24 Hours in Vienna
Austria’s capital is not just all museums, gorgeous architecture, opera houses and historic cafes (though it certainly does do those things well!). There are plenty of hip neighbourhoods to explore, alternative hidden spaces to experience, and some pretty great noms for those willing to head off the main tourist track of the city. Here’s an idea for how to spend 24 hours in Vienna.
After breakfast, head to the Augarten, one of Vienna’s largest city parks, and its oldest baroque garden, in the northern district of Leopoldstadt, to check out the Flakturm, or flak tower.
This tower, built by the Nazis as an anti-aircraft gun tower and shelter for bomb raids now serves as a storehouse for art. Its presence in the middle of this otherwise idyllic park makes for quite a stark contrast and interesting reminder of the complicated history of Austria’s capital.
Once you’re finished wandering around the gardens, head south and follow the Donaukanal, what used to be an arm of the river Danube, to the east.
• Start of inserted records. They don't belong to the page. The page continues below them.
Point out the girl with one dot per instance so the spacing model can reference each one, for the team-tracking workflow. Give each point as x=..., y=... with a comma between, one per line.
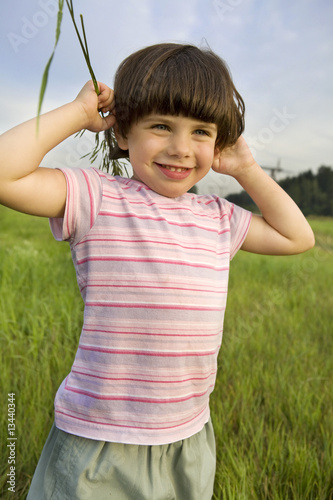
x=152, y=260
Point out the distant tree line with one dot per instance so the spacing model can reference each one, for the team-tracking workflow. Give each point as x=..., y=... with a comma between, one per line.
x=313, y=193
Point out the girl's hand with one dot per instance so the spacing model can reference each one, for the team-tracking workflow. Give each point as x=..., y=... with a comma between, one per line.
x=92, y=104
x=234, y=160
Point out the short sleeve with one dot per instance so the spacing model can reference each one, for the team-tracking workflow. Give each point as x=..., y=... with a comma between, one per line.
x=83, y=202
x=239, y=225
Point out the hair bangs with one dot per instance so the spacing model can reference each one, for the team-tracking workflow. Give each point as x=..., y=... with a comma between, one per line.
x=176, y=79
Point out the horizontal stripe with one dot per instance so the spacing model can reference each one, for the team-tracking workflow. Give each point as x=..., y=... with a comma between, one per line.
x=150, y=260
x=138, y=399
x=146, y=352
x=148, y=381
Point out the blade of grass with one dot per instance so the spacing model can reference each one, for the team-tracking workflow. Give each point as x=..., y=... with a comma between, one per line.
x=47, y=67
x=109, y=141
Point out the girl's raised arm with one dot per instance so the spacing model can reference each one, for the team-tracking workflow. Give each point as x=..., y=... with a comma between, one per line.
x=26, y=187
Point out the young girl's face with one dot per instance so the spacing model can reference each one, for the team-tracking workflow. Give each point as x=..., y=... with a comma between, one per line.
x=170, y=153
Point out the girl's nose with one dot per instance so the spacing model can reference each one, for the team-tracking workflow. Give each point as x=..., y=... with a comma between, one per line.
x=179, y=146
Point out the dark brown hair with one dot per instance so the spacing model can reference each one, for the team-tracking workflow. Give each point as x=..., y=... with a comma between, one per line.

Here, along the north embankment, you’ll see tons of exciting street art, guerilla gardening projects and several cute bars and pop up stands selling coffee and other delights if the weather is good.
Enjoy the walk, taking in this slice of alternative Vienna that is way off the radar of most tourists visiting the city.
After a 20 minute walk or so, you’ll arrive next to the Hundertwasser Museum (Untere Weißgerberstraße 13, 1030) on the south side of the canal, also known as Kunsthaus Wien. This building was designed by and is now a museum dedicated to the life and works of the contemporary Austrian architect, artist and writer, Friedensreich Hundertwasser, and also hosts other temporary exhibitions by local and international artists.
Spend some time here learning about this unusual artist’s life and work, his philosophy of incorporating architecture with ecology and perhaps taking in some other contemporary art.
Once you’re cultured out, take a stroll back along the canal, or hop on the tram a few stops to recharge at Fett + Zucker (Hollandstrasse 16, 1020) for a light lunch of a soup or salad...perhaps followed by a slice of one of their delicious cakes!
The space is bright and colourful, and perfectly inviting just to hang out for a little while and relax. If you leave still wanting to satisfy your sweet tooth right after refuelling, head to the nearby Veganista IV (Taborstraße 15, 1020) for a tantalising array of all vegan ice creams made from oat, soy or rice milk.
Next, take a scenic 20 minute walk from there down through the historic centre of Vienna to the Globe Museum (Palais Mollard, Herrengasse 9, 1010), passing by St Stephen’s Cathedral, the iconic landmark of the city, the square around which is always swarming with tourists snapping pictures.
The Globe Museum, on the other hand, will be a calm respite from the bustle of downtown Vienna and offers a fascinating look at the history of globe making.
Now that you’re truly museum out, take a walk down through Heldenplatz, the square and gardens surrounding the former imperial residence, the Hofburg, and stop by the Mozartdenkmal, or Mozart Memorial (Josefsplatz 1, 1010) in the neighbouring Burggarten. From here, head down Eschenbachgasse to Phil (Gumpendorferstrasse 10-12, 1060) for a hipster cafe break.
Alternatively, head across the street to Cafe Sperl (Gumpendorferstrasse 11, 1060) for a more classic Viennese coffeehouse experience.
Head over to the Naschmarkt to get you thinking about food again. Starting just one street away, this outdoor food market is made up of artisanal food stands as well as stalls selling fresh produce and a few gift shops.
Maybe take a few Viennese chocolates home from the Schokocompany (Naschmarkt 326-331, 1060) and browse through the many stalls with different kinds of roasted nuts, herbs, spices and speciality products.
Hop on the metro a few stops to Der Wiener Deewan (Liechtensteinstraße 10, 1090) for an all-you-can-eat Pakistani buffet, usually with half vegetarian, half meat options.
This informal restaurant in the hip, student area of town, is unusual because once you’re done serving yourself from the array of rice, curries, salad and sweets, you simply pay what you feel is appropriate for what you ate! It’s almost always busy, but there’s plenty more seating hidden downstairs, and the atmosphere is always communal and welcoming.
Next, head west to the adjacent neighbourhood of Josefstadt to experience some of the city’s nightlife. Pick between one of the many bars in the area for a few drinks: Spielbar (Lederergasse 26, 1080) is a fun option if you fancy playing some board games and Salims Cocktailbar (Florianigasse 42, 1080) is great for innovative cocktails.
If you’re still going, hop on the bus a few minutes south to the famous Camera Club (Neubaugasse 2, 1070), which dates back to the 1970s. With several different nights, this place offers something for most party people, with lineups of local and international DJs, live music events and various other kinds of performances. They’re also open all night on weekends if you want to stay out and shake your tail feather!